3:20 p.m. New York time

I’ve made no secret of my malaise concerning certain aspects of using the Zacks system of trading. It boils down to two things: There are often a lot of changes in each portfolio every day, and there are a lot of whipsaw, positions that have a buy signal one day and a sell signal the next. Both are strange for a system that claims to be looking three to six months ahead.

It has never been my ambition to become a day trader, and yet, Zacks has turned me into a quasi-day-trader, although I still don’t trade in and out within a single day. My goal has always been to trade a few hours, get the records up to date, and then go live my life. Because, believe it or not, there is life outside of the markets.

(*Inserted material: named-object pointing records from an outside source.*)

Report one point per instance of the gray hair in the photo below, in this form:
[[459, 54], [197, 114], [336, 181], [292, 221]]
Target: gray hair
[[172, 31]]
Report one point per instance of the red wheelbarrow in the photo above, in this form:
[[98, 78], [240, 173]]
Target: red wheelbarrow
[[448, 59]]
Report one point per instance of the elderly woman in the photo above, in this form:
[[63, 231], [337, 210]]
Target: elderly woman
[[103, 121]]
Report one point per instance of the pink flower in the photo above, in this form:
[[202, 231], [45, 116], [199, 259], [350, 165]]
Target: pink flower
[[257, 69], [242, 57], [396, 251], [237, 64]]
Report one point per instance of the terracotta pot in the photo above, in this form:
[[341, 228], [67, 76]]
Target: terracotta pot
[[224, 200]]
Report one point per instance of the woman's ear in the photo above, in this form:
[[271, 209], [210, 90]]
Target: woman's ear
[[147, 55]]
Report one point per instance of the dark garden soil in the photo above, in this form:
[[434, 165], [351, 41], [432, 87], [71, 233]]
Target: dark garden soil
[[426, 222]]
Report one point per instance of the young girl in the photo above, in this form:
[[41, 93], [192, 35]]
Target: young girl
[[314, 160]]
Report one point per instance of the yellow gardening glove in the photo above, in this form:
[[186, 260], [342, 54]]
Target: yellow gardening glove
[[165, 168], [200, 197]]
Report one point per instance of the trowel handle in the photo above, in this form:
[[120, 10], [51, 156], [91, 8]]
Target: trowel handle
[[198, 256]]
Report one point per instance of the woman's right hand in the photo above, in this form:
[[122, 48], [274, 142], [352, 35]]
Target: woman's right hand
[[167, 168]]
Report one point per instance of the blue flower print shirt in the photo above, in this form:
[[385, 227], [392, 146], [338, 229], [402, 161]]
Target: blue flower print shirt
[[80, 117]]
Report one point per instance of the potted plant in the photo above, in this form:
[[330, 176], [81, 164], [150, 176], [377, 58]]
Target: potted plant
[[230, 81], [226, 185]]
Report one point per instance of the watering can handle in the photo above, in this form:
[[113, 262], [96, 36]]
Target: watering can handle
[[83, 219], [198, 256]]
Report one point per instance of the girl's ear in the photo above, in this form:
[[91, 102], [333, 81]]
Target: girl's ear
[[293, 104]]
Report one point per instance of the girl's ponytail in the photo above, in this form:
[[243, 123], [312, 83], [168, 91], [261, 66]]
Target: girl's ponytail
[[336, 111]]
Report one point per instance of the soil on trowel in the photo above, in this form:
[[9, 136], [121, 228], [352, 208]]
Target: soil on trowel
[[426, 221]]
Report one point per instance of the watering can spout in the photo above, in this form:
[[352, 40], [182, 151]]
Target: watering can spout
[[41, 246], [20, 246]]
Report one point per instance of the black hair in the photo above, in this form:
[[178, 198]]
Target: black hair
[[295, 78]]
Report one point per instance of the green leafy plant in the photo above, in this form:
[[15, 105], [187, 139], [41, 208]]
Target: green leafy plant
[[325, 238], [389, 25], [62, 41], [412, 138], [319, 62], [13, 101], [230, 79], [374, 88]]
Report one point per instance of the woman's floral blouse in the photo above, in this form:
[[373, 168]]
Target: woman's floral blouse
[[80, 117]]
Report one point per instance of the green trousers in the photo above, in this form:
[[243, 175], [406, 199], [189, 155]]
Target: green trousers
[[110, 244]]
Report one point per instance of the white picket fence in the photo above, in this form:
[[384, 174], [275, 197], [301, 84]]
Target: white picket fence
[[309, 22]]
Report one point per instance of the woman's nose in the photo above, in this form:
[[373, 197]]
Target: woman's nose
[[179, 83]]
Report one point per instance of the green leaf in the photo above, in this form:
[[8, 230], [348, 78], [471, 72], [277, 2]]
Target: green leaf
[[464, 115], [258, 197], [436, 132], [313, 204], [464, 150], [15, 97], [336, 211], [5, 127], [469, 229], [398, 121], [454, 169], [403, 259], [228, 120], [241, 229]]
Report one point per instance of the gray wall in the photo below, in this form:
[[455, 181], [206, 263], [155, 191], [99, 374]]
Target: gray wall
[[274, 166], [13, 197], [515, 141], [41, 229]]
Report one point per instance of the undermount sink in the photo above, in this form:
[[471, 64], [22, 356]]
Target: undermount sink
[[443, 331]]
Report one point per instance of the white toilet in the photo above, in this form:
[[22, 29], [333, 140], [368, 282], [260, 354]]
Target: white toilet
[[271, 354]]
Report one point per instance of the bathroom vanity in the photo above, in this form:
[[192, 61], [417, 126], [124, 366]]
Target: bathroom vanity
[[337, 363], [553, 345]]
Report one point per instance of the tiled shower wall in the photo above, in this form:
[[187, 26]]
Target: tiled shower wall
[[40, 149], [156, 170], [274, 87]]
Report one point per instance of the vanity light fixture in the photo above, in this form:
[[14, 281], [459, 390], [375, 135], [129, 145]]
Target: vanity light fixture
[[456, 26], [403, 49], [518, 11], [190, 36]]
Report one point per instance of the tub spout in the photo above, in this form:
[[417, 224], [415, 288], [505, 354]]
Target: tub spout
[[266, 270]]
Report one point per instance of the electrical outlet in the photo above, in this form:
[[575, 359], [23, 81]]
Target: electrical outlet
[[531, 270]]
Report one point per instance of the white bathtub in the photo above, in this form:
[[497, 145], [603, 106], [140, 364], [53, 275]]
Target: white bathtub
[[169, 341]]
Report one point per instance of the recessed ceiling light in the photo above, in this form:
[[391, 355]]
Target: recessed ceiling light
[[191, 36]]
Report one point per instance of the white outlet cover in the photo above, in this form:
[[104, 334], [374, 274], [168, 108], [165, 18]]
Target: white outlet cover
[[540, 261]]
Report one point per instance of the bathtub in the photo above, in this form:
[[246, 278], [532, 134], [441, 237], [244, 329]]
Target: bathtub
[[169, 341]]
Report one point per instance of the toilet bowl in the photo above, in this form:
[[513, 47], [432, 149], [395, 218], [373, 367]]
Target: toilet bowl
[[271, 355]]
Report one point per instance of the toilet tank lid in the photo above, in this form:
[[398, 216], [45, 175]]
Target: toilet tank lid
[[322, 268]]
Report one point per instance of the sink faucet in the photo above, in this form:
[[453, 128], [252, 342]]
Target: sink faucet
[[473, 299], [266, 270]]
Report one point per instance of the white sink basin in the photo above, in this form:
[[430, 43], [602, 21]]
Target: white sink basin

Yet, even with its flaws, the method is profitable. Looking at the 23 trades using Zacks and completed so far in January, 57% have shown a profit. The average result of all trades, win or lose, was 2.2%. That’s the profit for the holding period, running from 43 days down to a single day, so the annualized profit is quite large.

Of the seven whipsaws — in one day, out the next — four showed a profit and three, a loss. The highest win was 2.6%; the greatest loss, 3.6%. Beyond those two, the rest of the whipsaws had profits or losses of less than half a percent.

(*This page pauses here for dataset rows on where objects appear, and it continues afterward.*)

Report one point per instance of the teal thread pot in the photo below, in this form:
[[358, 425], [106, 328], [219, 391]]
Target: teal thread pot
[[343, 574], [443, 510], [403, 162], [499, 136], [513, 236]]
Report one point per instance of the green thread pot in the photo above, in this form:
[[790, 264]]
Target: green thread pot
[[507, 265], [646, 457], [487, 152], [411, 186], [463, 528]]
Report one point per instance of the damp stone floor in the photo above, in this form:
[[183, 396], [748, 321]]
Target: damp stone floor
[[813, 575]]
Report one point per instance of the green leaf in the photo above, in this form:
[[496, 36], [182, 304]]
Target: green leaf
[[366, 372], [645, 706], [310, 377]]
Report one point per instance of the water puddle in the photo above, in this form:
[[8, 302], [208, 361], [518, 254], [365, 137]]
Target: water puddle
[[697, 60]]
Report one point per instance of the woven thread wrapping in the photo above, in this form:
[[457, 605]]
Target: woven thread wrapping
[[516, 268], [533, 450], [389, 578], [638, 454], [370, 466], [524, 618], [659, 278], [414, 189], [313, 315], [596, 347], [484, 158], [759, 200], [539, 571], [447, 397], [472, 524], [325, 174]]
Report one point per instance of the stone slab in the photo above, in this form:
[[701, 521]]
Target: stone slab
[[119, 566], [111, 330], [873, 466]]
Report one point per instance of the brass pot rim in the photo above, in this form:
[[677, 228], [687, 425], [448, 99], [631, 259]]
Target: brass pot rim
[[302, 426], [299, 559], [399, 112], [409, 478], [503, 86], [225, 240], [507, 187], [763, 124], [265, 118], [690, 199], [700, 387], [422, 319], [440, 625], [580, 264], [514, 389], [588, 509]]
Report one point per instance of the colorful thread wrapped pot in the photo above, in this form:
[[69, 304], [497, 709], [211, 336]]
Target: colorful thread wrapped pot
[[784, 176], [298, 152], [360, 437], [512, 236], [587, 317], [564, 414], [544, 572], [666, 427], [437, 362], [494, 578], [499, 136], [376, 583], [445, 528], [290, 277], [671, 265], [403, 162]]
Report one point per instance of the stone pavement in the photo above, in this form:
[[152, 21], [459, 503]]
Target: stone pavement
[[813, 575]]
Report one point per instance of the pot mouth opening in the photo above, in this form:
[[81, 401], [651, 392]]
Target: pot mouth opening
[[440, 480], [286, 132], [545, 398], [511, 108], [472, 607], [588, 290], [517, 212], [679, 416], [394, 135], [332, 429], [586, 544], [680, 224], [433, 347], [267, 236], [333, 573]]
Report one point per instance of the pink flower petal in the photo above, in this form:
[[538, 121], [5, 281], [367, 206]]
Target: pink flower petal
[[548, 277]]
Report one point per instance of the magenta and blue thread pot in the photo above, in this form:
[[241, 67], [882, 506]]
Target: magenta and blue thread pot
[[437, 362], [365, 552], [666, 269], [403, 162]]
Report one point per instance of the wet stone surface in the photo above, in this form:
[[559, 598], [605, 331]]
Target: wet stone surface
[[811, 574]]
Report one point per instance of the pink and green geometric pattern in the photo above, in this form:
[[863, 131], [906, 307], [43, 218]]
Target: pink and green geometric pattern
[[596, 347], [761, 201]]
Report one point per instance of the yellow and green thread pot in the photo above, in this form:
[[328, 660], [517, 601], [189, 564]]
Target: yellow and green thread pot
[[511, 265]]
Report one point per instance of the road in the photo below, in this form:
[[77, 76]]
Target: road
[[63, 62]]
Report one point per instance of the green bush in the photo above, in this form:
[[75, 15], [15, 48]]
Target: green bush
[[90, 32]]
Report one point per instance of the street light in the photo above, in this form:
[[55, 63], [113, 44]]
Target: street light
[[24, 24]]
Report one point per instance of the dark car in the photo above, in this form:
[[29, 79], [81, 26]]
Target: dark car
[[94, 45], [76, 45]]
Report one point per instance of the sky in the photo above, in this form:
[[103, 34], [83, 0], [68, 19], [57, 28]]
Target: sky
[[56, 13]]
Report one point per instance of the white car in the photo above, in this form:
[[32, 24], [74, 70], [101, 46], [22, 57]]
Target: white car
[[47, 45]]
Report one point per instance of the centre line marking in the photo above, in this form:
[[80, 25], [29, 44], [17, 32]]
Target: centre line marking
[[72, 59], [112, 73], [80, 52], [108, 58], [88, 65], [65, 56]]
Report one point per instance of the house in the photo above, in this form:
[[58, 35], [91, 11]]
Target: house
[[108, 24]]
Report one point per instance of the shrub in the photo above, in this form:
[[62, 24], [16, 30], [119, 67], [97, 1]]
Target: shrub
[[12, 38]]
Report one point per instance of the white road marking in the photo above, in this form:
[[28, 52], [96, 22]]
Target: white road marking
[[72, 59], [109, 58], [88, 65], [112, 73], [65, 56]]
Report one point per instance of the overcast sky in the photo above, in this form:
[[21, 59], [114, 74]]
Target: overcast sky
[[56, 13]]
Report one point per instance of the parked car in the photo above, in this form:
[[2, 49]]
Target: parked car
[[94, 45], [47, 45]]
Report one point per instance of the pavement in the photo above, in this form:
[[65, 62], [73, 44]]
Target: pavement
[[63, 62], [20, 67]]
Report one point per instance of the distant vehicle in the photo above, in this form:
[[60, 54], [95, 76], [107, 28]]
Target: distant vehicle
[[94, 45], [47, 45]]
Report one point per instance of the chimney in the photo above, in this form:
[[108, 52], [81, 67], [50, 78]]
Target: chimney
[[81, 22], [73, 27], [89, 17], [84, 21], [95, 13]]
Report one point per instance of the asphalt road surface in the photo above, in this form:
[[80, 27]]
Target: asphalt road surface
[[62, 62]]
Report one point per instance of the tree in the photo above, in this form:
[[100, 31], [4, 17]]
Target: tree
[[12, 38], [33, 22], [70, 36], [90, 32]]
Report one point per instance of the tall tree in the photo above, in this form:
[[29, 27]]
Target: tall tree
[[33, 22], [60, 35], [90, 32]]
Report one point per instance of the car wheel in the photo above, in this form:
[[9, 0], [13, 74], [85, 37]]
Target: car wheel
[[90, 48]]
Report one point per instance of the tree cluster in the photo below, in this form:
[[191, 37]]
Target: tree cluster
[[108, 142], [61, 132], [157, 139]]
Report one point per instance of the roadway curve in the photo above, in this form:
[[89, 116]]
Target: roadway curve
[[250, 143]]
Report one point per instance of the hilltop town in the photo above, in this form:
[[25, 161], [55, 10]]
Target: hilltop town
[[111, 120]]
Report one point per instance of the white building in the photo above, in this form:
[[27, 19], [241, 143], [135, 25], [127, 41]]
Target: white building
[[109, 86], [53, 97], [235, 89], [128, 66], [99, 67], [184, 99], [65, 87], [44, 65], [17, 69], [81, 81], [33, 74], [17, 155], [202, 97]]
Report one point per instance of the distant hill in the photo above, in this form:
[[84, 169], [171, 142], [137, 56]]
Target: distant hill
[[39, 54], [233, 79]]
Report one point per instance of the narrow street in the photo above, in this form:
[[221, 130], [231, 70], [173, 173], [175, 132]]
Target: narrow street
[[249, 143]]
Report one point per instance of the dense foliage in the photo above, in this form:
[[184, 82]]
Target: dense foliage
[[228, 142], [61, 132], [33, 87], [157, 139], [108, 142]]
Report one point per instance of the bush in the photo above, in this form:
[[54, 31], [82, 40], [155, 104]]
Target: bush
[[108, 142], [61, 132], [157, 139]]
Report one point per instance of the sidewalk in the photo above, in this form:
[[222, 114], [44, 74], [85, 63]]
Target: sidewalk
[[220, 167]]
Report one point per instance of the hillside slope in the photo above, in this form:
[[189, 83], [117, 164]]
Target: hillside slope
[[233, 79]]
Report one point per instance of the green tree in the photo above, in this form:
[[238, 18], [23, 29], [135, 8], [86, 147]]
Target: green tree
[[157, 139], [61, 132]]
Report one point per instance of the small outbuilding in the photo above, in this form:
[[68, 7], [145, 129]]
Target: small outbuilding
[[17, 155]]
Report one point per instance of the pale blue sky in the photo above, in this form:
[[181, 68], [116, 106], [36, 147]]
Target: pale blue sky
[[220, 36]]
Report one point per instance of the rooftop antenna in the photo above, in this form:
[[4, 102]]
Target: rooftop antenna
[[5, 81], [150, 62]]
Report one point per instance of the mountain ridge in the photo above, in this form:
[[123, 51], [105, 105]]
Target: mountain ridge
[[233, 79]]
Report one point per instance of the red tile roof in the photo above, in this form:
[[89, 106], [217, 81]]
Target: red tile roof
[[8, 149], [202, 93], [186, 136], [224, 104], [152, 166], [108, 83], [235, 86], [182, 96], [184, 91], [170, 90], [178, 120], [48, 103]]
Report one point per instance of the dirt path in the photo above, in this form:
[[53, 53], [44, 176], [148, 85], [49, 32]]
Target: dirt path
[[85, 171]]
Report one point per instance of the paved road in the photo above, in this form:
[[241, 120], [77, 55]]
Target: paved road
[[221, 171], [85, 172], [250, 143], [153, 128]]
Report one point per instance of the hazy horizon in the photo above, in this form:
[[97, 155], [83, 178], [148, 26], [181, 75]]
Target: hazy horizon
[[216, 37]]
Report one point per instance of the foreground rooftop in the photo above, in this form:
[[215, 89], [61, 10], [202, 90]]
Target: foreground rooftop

So far only four trades qualify for a test to see what happens a week after I exited. They split — two profitable, two not — but the two losses were losing when I exited, and one of the winner was winning at exit. Only one flipped. It was showing a 1.8% loss when I exited and a week later was showing a 1.5% profit.

It’s a small universe of data. It’s impossible to draw a robust conclusion.

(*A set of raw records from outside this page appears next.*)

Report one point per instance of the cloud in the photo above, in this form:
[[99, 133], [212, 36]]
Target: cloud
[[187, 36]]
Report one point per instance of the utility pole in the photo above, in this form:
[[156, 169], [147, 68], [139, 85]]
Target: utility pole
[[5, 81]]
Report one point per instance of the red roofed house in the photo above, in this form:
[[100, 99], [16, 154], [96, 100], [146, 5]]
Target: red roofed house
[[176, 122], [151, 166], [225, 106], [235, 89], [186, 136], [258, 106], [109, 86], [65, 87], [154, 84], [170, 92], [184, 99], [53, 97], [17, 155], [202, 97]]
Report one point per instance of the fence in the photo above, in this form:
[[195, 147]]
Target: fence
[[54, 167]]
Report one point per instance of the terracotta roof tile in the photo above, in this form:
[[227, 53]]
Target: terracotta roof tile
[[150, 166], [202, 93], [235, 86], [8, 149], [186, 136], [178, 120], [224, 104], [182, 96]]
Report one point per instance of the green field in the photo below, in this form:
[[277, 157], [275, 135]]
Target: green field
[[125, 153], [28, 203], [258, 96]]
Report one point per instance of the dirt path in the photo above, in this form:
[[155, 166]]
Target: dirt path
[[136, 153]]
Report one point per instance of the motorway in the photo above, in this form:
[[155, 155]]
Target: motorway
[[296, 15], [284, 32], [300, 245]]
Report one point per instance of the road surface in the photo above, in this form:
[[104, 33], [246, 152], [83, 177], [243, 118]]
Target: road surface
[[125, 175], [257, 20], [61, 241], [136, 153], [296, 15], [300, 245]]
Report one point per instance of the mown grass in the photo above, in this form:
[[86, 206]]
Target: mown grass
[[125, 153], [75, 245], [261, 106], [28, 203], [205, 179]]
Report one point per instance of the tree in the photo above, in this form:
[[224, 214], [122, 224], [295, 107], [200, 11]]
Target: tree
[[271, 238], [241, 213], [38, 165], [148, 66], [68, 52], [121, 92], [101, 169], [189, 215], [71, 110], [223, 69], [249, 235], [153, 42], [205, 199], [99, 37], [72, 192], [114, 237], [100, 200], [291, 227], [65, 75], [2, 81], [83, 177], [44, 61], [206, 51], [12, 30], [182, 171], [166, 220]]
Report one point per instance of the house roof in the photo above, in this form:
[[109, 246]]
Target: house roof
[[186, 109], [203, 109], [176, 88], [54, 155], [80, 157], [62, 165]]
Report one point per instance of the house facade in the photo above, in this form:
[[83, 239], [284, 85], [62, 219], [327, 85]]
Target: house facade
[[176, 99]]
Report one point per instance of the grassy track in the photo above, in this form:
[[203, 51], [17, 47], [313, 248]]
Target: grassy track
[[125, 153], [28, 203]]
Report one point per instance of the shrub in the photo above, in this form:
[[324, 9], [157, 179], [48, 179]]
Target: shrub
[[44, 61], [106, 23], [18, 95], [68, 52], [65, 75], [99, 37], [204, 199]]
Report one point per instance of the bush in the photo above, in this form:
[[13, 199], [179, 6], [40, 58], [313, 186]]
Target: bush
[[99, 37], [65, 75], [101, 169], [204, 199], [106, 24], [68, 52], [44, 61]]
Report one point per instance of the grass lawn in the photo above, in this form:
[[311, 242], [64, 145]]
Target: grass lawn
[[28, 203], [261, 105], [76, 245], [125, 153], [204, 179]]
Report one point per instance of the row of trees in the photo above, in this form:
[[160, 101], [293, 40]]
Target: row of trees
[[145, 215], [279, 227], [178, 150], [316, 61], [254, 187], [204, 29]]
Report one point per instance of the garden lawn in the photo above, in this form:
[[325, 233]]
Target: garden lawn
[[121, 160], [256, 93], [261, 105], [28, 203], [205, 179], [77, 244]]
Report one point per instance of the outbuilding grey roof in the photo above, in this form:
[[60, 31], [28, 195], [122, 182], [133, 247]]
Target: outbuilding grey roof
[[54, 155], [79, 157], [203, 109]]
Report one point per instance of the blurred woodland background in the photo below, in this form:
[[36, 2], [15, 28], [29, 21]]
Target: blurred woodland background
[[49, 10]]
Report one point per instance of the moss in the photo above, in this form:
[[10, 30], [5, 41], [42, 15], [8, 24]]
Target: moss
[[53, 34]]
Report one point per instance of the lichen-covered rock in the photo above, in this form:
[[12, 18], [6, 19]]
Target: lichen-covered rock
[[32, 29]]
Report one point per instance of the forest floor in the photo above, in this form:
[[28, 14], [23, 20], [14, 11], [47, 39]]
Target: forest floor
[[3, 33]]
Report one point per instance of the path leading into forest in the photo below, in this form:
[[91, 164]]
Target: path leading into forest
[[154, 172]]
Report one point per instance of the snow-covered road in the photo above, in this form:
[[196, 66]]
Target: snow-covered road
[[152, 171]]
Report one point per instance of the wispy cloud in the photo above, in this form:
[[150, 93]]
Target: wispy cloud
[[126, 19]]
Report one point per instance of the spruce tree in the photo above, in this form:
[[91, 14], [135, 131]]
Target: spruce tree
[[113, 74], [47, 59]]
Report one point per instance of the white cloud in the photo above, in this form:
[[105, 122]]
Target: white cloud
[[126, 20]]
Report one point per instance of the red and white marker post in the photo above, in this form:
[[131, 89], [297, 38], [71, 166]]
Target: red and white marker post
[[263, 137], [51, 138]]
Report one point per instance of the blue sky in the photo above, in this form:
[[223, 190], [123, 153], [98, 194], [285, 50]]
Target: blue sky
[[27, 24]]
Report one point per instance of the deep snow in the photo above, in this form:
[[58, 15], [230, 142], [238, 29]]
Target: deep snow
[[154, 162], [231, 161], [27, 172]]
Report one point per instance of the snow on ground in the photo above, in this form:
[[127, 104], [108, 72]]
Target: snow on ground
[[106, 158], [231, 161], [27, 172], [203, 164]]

However, the data suggests that there wouldn’t necessarily be a change in the win/loss rate if I were to increase the sampling span to a week rather than a day, the latter being the shortest allowed under the Zacks system. Doing so would fix my workload problem by stretching it out and eliminate the irritating whipsaw problem entirely.

Beginning the week of January 13 I shall alter my sampling of the analysis to once a week for each portfolio. I have assigned each portfolio a day of the week for the first week. The second week, I’ll move everything forward by a day, flipping Friday’s portfolio over to Monday.

At present I have four portfolios, three based on screens of the Zacks database and one based on a watchlist of “buy” or “strong buy” holdings in an exchange-traded fund. To fill all days of the week, I shall add a fifth portfolio, Utilities, based on a watchlist of “buy” or “strong buy” holdings by the exchange-traded fund XLU. It will provide dividends and ought to be relatively low turnover.

This week’s rotation, picked by random number, will be the Growth Portfolio on Monday, Genetics on Tuesday, Momentum on Wednesday, Utilities on Thursday and Value on Friday.